Kenji Lopez-Alt, who used to be with Cook’s Illustrated and now is with the New York Times, will take huge amounts of time exploring cooking processes. He spent an entire month perfecting cooking a hard boiled egg. He keeps exacting records, with photographs and annotations. I don’t have that kind of skill, or stamina. But I do have subscriptions to both publications, and can read about it, and let me tell you, the paywalls there are swift and unyielding. I try to digest some of Lopez-Alt’s research. ( He also has a charming Instagram account: https://www.instagram.com/kenjilopezalt/ Lots of great ideas there.)
I also keep shelves of cookbooks, most of which are not digitized. They came in handy this weekend, when I couldn’t find our most delicious and reliable chocolate chip cookie recipe. It had vanished out of the 3-ring binder where I keep printouts of our faves. I couldn’t find it on the Food52 website – which has a great little file for saving recipes. I couldn’t find it in the New York Times food section. It wasn’t in Julia Child’s, or Alice Waters’books. Finally Mr. Sanders dug it out of a Dorie Greenspan cookbook. Phew. The cookie attack was successfully resolved.
Origin stories of recipes almost never make it to websites. You have to thumb through your own batter-flecked and stained cookbooks to remember a successful birthday dinner, or a firefly enchanted summer cookout. (Unless you document everything on IG. Good luck to you there.) That’s why I read Vivian Howard, M.F.K. Fisher, Mark Bittman, Laurie Colwin, and Nigel Slater. I listen to food podcasts while walking Luke the wonder dog. This morning on Table Manners a guest remembered Iraqi-influenced chicken dishes from his childhood – the orange chicken was sweet and citrusy, and the lemon chicken was tart and peppery. Listening to the stories of those meals made me think a little more creatively about our dinner tonight. Maybe I’ll thaw some chicken. Because we will be cooking at home.

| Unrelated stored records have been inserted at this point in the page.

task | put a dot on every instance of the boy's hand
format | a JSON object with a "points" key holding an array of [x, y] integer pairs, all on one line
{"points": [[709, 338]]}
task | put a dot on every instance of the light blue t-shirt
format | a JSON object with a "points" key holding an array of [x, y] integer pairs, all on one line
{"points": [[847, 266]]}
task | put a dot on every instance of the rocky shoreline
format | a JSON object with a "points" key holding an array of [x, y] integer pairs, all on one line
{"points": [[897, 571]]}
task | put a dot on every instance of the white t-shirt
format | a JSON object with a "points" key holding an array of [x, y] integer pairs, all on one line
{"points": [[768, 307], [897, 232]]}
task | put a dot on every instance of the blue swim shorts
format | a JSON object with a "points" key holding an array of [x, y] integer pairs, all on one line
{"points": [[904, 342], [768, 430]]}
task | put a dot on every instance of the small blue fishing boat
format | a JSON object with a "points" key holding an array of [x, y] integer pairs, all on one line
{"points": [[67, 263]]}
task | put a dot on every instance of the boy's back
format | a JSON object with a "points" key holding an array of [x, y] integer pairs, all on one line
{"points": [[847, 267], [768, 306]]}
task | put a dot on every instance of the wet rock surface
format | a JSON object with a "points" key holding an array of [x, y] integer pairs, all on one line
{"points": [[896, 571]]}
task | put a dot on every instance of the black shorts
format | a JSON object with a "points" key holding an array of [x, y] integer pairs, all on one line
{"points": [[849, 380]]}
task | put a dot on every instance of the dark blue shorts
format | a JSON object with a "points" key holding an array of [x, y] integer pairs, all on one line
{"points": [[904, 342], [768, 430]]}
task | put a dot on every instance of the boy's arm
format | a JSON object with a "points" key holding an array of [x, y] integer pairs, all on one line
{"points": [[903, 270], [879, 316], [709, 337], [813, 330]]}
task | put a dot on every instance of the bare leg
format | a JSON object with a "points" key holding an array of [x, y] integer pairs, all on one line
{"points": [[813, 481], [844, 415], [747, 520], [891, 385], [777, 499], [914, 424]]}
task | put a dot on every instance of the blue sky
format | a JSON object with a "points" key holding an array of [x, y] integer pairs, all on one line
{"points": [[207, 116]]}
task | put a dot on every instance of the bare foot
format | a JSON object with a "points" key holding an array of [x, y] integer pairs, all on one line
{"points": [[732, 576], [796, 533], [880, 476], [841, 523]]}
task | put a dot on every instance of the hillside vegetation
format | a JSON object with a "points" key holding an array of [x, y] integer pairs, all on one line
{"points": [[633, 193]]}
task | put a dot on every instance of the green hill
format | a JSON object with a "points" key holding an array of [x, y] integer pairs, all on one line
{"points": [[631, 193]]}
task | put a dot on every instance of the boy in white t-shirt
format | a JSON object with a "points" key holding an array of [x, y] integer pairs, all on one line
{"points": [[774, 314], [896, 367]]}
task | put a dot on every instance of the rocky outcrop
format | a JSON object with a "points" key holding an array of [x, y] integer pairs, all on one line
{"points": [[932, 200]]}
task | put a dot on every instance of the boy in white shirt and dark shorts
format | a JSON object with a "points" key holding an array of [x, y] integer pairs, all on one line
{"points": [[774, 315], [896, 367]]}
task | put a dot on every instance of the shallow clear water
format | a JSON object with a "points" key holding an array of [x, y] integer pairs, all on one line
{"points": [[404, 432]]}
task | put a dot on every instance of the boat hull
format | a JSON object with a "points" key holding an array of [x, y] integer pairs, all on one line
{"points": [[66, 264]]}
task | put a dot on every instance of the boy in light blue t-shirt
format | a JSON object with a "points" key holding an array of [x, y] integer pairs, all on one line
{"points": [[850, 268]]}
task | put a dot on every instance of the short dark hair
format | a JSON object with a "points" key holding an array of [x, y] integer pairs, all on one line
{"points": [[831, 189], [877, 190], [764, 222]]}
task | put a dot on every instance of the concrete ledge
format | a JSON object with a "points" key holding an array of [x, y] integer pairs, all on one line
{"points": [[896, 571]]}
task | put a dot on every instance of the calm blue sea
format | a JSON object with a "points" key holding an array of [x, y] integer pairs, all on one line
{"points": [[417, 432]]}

COVID and the restrictions that we have learned to live with have influenced how we eat and cook. The economy makes it challenging, too. I like setting the table and lighting candles every night; to rehash the day, talk about the news, share some gossip, while eating a modest, home cooked meal. I will never cook a real New Haven pizza, but I enjoy making the effort every week. There is always room for improvement, and the time spent in the kitchen, at home, is rewarding. We enjoy the feeling of satisfaction when the bubbling pizza slides off the peel, when the freshly baked cake springs to the touch, when the steak sizzles in the cast iron pan. There are stories to tell.
“No one who cooks, cooks alone. Even at her most solitary, a cook in the kitchen is surrounded by generations of cooks past, the advice and menus of cooks present, the wisdom of cookbook writers.”